Ethics Alarms Awards a “Nelson” to the Guy Who Inadvertently Threw Away $527 Million

I guess this seems a bit harsh, but then, I never let my late wife forget that she threw out our Paul McCartney concert tickets, and that was only $500 down the metaphorical drain.

$527 million! And it’s really worse than that, believe it or not.

James Howells, 39, accidentally threw out a hard drive containing his bitcoin stash in 2013. It was worth around $1 million then but now has an estimated worth of about $527 million.

Since that epic “Oopsie!” Howells has requested, demanded and implored the Newport, Great Britain, Council, which oversees the landfill where his hard drive ended up, to retrieve it for him. The body has refused; after all, the necessary excavation will take between 18 and 36 months followed by a year of area restorative work, and the council says that all of this would be environmentally irresponsible. Now Howells is suing the council for $646 million in damages because it won’t remedy his mistake. Hoping that the lawsuit will leverage the council into being “reasonable,” Howells has assembled a team to carry out the $13 million excavation. On the team is the council’s former head of landfill, who claims to know the exact area where the hard drive is. He’s also dangling the prospect of a 10% commission to the Council when the hard drive is found.
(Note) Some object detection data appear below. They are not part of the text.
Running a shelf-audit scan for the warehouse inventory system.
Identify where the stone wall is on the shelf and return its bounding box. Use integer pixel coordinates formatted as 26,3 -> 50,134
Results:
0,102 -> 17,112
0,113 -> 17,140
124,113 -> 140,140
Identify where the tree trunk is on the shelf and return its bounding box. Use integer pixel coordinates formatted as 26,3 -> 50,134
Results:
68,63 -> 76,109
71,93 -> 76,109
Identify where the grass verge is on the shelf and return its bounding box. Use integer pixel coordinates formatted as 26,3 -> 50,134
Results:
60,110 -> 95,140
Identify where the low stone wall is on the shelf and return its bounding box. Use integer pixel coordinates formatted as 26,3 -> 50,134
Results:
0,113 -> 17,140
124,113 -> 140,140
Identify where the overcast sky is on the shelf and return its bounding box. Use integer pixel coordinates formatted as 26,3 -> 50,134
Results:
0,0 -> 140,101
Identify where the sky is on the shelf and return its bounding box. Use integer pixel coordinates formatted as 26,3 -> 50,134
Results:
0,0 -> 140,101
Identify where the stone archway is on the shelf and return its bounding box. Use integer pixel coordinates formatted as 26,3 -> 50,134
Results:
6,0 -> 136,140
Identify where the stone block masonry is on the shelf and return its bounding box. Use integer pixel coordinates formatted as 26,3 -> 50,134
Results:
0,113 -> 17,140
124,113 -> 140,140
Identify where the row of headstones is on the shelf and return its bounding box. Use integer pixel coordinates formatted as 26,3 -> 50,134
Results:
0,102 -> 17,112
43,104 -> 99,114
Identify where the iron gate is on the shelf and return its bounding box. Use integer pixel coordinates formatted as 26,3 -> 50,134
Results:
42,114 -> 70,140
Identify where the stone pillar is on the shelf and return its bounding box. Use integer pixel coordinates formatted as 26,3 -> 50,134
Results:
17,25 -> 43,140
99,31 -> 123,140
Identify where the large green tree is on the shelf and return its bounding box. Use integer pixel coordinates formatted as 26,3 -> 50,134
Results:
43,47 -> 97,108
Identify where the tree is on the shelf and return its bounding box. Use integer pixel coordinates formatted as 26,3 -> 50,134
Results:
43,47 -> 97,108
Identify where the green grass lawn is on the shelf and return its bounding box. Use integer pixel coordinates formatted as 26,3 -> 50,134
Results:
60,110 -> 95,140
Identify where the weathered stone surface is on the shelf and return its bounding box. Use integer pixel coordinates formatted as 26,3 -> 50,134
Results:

The Ethics Verdict here: Howells’ dumb mistake is not the Council’s responsibility. Their duty is to the community, not him. The appropriate and ethical response to Howell’s threats is “Bite me!” He and the former landfill head can get shovels and dig for the thing themselves. Who knows? They might get lucky.

5 thoughts on “Ethics Alarms Awards a “Nelson” to the Guy Who Inadvertently Threw Away $527 Million

  1. “He and the former landfill head can get shovels and dig for the thing themselves.”

    They would do if they were allowed to. The council should negotiate a fee which returns a reasonable, or maybe an unreasonable, profit to their taxpayers, in return for permission to dig.

  2. Jeeze, why didn’t I buy some Bitcoin? Here I was thinking it made no sense to invest in something I don’t understand. Silly me. A big Homer Simpson “Du-oh!” is in order.

  3. If it’s a traditional “platter and spindle” drive, there’s no guarantee that hard drive is in any way recoverable after sitting for a decade…in a landfill…in Wales. If it had been dumped at Davis-Monthan AFB in the Arizona desert?…maybe. Of course, if it was carefully sealed in an air-tight bag that keeps moisture out, there’s a little, little chance he’ll get it back, but if he had prepped it like that, he probably would have known not to throw it out in the first place.